| Summary: | 2-node cluster without fencing after cluster partitioning on resume of network fails to join one node to the cluster | ||
|---|---|---|---|
| Product: | [Fedora] Fedora | Reporter: | Dan Frincu <frincu.dan> |
| Component: | pacemaker | Assignee: | Andrew Beekhof <andrew> |
| Status: | CLOSED WONTFIX | QA Contact: | Fedora Extras Quality Assurance <extras-qa> |
| Severity: | medium | Docs Contact: | |
| Priority: | medium | ||
| Version: | 16 | CC: | abeekhof, andrew, asalkeld, fdinitto, jfriesse, jreznik, lhh, sdake |
| Target Milestone: | --- | Keywords: | Reopened |
| Target Release: | --- | ||
| Hardware: | x86_64 | ||
| OS: | Linux | ||
| Whiteboard: | |||
| Fixed In Version: | Doc Type: | Bug Fix | |
| Doc Text: | Story Points: | --- | |
| Clone Of: | Environment: | ||
| Last Closed: | 2013-02-26 14:31:07 UTC | Type: | --- |
| Regression: | --- | Mount Type: | --- |
| Documentation: | --- | CRM: | |
| Verified Versions: | Category: | --- | |
| oVirt Team: | --- | RHEL 7.3 requirements from Atomic Host: | |
| Cloudforms Team: | --- | Target Upstream Version: | |
| Attachments: | |||
|
Description
Dan Frincu
2011-11-09 16:13:48 UTC
Please run corosync-blackbox on both nodes after the reconnect.
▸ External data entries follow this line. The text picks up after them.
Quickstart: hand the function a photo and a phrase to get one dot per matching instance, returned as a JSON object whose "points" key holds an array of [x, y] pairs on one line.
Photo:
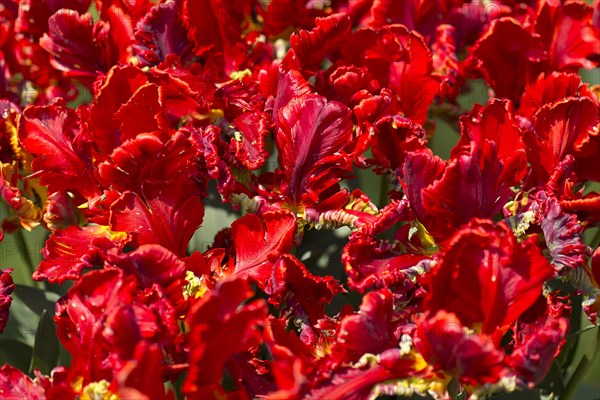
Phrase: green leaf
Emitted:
{"points": [[45, 350], [36, 300], [587, 361]]}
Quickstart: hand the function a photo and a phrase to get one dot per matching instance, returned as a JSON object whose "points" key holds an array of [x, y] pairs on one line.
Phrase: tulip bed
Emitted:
{"points": [[299, 199]]}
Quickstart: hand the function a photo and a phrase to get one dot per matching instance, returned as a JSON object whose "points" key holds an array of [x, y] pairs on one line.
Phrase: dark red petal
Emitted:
{"points": [[511, 57], [183, 90], [568, 31], [216, 29], [50, 133], [486, 276], [312, 46], [550, 88], [60, 212], [259, 243], [471, 186], [222, 324], [120, 85], [372, 263], [310, 129], [369, 331], [472, 358], [564, 127], [595, 265], [167, 216], [495, 126], [280, 15], [290, 85], [143, 113], [153, 264], [420, 170], [79, 47], [14, 384], [250, 148], [67, 252], [6, 288], [393, 137], [312, 292], [160, 33], [562, 232]]}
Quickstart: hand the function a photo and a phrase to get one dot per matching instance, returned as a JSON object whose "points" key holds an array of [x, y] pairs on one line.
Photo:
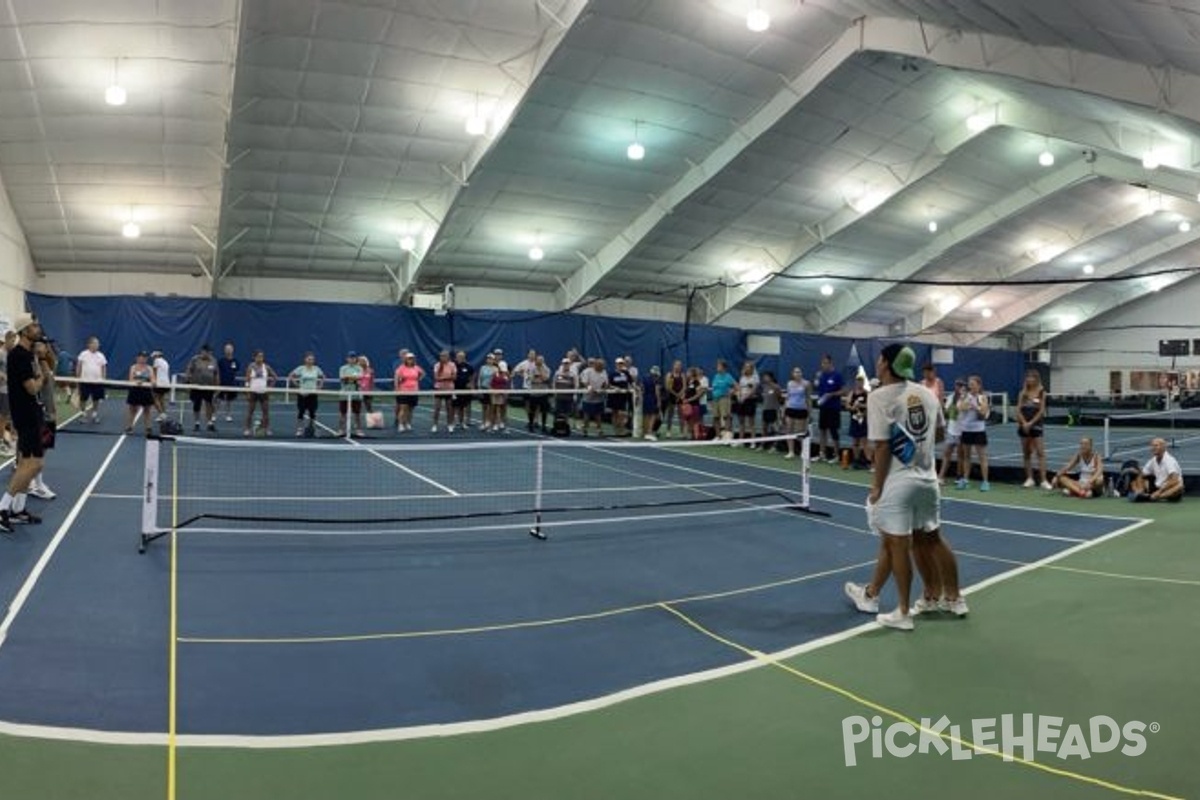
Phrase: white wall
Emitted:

This will tell us if corosync reforms membership properly. Created attachment 532780 [details]
output from corosync blackbox on both nodes
Added attachment with corosync blackbox output.
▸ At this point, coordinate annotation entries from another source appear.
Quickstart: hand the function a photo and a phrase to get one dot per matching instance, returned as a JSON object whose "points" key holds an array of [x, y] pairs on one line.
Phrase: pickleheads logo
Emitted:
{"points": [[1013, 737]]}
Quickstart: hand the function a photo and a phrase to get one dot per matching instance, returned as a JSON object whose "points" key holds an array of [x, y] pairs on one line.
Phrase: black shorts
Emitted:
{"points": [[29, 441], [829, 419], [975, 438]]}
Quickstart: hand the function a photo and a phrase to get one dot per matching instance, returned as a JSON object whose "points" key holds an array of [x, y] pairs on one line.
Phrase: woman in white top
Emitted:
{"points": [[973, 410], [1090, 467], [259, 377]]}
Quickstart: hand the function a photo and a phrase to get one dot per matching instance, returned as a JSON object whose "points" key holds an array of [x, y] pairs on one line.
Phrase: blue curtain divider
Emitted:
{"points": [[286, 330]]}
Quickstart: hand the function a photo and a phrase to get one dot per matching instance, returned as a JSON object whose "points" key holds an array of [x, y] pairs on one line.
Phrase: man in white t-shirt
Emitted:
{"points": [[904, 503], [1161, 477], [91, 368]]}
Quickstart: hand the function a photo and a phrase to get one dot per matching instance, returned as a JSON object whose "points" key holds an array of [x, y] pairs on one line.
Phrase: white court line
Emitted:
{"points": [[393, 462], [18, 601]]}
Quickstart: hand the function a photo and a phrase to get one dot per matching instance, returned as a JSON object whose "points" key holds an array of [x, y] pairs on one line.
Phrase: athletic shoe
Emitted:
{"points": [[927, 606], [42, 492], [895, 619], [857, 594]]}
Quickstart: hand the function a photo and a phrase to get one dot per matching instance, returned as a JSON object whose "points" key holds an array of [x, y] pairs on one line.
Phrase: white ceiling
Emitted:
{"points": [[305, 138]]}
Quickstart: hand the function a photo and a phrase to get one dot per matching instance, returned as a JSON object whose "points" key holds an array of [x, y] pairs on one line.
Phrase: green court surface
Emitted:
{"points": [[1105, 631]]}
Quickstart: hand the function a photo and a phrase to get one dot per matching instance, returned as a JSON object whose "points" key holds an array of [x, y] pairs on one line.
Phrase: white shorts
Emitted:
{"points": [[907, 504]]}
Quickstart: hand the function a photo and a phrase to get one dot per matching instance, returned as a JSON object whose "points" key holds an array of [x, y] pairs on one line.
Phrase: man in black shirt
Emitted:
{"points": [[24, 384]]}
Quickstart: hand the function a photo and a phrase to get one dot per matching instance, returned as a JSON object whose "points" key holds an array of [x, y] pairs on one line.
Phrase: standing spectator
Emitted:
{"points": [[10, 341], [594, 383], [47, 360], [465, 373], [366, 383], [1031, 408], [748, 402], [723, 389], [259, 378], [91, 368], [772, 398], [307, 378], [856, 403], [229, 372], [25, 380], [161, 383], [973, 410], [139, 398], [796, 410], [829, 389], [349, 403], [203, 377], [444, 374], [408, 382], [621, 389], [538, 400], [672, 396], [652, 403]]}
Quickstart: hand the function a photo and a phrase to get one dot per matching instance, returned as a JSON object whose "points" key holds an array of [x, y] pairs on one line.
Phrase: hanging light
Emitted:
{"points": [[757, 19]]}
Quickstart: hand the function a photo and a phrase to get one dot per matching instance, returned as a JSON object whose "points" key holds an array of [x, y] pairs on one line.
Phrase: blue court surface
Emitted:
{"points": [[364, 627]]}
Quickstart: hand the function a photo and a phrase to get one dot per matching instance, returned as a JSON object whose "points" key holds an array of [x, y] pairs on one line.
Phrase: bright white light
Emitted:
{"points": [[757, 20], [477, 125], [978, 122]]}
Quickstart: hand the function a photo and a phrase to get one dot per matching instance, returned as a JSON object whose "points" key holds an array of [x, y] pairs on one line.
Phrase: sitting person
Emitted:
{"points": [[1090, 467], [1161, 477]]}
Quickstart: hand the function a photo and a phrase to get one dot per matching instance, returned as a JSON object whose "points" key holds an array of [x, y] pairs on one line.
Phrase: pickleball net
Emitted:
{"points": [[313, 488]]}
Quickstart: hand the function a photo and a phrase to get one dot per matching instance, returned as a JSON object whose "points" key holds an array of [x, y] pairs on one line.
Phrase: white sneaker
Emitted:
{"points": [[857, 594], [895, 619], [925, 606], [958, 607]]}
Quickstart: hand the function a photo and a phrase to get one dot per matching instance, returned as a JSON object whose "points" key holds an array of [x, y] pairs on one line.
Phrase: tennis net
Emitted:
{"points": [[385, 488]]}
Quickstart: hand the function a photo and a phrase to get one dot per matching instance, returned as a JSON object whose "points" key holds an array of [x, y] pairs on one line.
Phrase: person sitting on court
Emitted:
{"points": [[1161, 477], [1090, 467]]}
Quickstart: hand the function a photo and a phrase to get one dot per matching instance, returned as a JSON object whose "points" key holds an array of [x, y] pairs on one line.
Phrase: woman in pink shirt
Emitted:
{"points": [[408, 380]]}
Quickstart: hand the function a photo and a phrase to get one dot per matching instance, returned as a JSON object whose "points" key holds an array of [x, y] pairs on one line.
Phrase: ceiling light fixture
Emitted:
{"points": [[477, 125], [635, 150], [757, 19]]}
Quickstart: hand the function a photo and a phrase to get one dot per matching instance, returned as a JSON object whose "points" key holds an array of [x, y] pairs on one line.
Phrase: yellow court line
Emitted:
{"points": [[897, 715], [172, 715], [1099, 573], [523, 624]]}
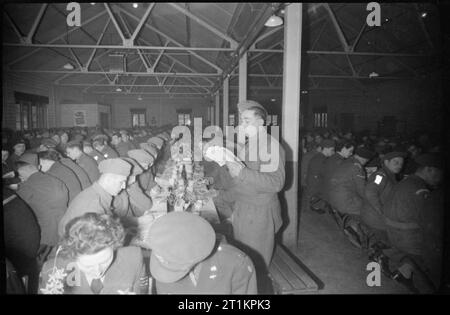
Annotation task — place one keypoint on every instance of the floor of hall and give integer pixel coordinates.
(334, 261)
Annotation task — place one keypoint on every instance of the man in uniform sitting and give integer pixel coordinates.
(407, 221)
(188, 259)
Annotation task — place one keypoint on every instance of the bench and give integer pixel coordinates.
(288, 274)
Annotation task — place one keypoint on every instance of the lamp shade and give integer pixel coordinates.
(274, 21)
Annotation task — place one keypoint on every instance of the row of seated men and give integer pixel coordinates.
(389, 204)
(69, 220)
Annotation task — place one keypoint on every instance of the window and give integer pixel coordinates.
(320, 120)
(272, 120)
(184, 117)
(138, 118)
(231, 119)
(31, 111)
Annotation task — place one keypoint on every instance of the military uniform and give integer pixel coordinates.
(314, 175)
(93, 199)
(329, 166)
(67, 176)
(83, 178)
(109, 153)
(227, 271)
(126, 274)
(89, 165)
(405, 213)
(256, 210)
(48, 197)
(347, 187)
(377, 192)
(97, 156)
Dan, It looks like you took the blackbox long after the occurrence. The blackbox is circular buffer, so eventually the data we are interested in will be written over. Can you take the blackbox right after the event? Thanks -steve Hi Steven, Unfortunately no, the nodes are now being used for a different purpose. Anyway, it can be considered a very rare case, especially since no fencing was used on those test nodes, so I think it can be closed as I can provide any more relevant data. Thank you. Dan I meant _can't_ provide any more relevant data, it can be closed for the time being. Adding Andrew as cc and closing for now then. As we discussed on irc, the case where fencing fails is problematic for the stack, and we have some work underway to address this in the future via watchdog 9secondary fencing mechanism). Regards -steve I think this is actually a pacemaker bug. Messages from both are being exchanged, so there is no reason to think corosync itself is misbehaving. I saw something similar the other day but there were insufficient logs.
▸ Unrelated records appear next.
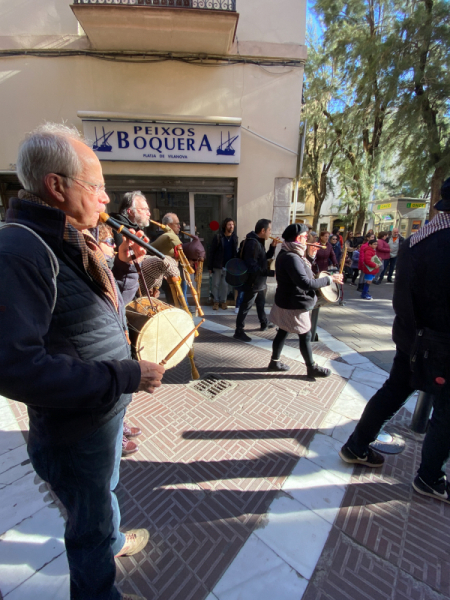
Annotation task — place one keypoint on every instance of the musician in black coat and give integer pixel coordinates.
(418, 304)
(295, 297)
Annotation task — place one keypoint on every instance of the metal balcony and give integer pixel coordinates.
(229, 5)
(188, 26)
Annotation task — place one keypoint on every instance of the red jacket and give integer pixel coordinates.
(367, 253)
(383, 250)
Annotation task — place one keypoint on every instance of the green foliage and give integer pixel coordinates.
(390, 111)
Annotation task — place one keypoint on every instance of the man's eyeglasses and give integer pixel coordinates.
(96, 188)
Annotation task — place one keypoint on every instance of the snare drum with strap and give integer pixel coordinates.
(329, 294)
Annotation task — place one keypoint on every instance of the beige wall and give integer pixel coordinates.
(37, 89)
(268, 99)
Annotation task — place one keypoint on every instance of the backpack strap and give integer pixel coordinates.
(53, 260)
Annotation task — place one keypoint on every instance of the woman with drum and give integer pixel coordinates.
(295, 297)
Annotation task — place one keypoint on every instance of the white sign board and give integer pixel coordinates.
(164, 142)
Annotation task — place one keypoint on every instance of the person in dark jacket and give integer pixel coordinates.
(337, 249)
(416, 304)
(255, 256)
(223, 248)
(133, 212)
(64, 350)
(395, 241)
(295, 297)
(325, 256)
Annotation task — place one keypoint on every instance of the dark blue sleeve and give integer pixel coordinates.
(29, 373)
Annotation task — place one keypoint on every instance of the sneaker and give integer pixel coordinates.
(316, 371)
(440, 490)
(135, 541)
(128, 447)
(130, 431)
(241, 335)
(277, 365)
(371, 458)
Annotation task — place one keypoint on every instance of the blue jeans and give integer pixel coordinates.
(83, 475)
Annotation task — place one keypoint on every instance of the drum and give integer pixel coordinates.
(329, 294)
(156, 328)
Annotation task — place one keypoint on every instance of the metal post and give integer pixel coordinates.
(314, 319)
(422, 412)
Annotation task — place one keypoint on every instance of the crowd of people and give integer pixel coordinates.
(64, 328)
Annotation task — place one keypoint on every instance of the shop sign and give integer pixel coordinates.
(164, 142)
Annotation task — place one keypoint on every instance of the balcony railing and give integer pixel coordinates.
(228, 5)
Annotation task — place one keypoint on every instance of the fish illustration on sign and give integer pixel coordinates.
(101, 143)
(225, 148)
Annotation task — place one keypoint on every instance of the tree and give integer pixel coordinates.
(358, 37)
(321, 144)
(420, 129)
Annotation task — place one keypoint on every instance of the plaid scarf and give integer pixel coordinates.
(440, 221)
(94, 260)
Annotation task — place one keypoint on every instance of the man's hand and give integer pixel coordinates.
(338, 278)
(151, 375)
(125, 248)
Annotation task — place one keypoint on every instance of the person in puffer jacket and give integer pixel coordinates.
(370, 268)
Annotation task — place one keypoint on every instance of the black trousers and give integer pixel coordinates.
(383, 406)
(259, 298)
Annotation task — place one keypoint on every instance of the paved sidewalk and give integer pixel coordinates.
(244, 495)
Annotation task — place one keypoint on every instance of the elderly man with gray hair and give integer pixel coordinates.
(64, 348)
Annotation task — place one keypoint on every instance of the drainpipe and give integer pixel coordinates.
(299, 168)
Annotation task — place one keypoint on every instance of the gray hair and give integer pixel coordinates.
(46, 150)
(128, 201)
(168, 218)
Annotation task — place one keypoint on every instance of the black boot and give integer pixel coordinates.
(315, 371)
(240, 334)
(277, 365)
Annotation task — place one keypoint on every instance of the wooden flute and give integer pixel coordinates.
(105, 218)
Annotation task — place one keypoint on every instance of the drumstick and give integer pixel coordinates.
(183, 341)
(161, 226)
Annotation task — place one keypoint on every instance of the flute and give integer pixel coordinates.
(315, 244)
(105, 218)
(161, 226)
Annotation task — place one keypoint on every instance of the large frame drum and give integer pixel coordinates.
(156, 328)
(329, 294)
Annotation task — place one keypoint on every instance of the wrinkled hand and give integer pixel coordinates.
(338, 278)
(129, 250)
(151, 375)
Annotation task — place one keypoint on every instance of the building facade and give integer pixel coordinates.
(194, 102)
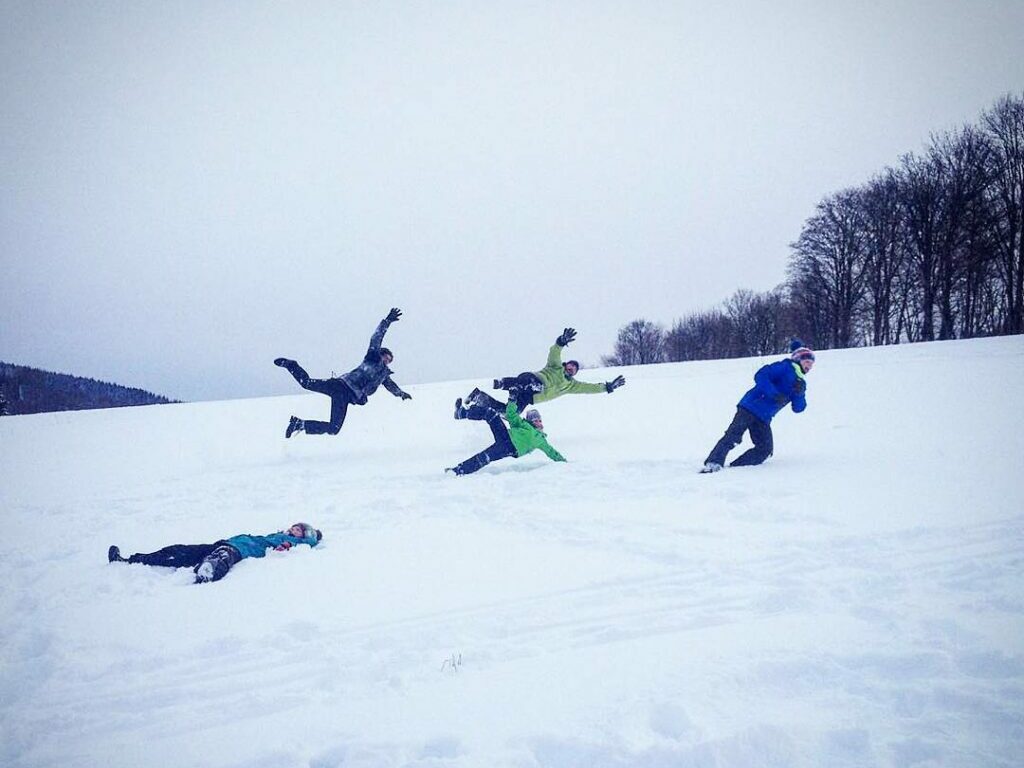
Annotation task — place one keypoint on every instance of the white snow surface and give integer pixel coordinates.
(857, 600)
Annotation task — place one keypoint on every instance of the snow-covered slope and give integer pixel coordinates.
(858, 600)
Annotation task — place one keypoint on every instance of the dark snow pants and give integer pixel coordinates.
(336, 389)
(501, 449)
(220, 554)
(760, 434)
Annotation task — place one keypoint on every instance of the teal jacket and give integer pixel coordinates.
(556, 383)
(525, 436)
(250, 545)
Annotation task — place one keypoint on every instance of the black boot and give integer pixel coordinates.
(294, 425)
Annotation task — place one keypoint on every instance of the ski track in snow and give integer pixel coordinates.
(619, 610)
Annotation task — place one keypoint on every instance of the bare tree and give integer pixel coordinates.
(639, 342)
(1005, 124)
(883, 218)
(829, 260)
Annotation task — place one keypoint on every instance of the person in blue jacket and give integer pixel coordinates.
(775, 386)
(212, 561)
(349, 389)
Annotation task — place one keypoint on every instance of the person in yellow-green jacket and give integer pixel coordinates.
(522, 435)
(554, 380)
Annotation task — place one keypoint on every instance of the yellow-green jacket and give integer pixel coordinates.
(556, 383)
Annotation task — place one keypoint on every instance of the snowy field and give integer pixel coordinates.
(858, 600)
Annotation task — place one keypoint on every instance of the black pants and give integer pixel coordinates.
(336, 389)
(521, 388)
(501, 449)
(760, 434)
(220, 554)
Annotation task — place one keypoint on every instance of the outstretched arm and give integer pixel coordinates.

Basically the problem boils down to cluster1 thinking that cluster2 has no pacemaker processes running:
proc=00000000000000000000000000000000
Nov 8 11:45:05 cluster1 crmd: [26839]: info: crm_update_peer: Node cluster2: id=1836915884 state=member (new) addr=r(0) ip(172.28.125.109) votes=1 born=60 seen=108 proc=000000000000
00000000000000000000
Likewise from the other direction:
Nov 8 08:57:39 cluster2 crmd: [27342]: info: crm_update_peer: Node cluster1: id=1870470316 state=member (new) addr=r(0) ip(172.28.125.111) votes=1 born=84 seen=100 proc=00000000000000000000000000000002
So unless corosync is loosing messages, this looks to be a bug in the pacemaker plugin. However its hard to debug further since corosync.conf (and thus the plugin) logs to a file not included in the tarball:
logfile: /var/log/corosync/corosync.log
to_syslog: no
Any chance you could reproduce?
Created attachment 535847 [details]
corosync logs from both nodes with records from the same timeframe as the hb_report
Logs, as requested.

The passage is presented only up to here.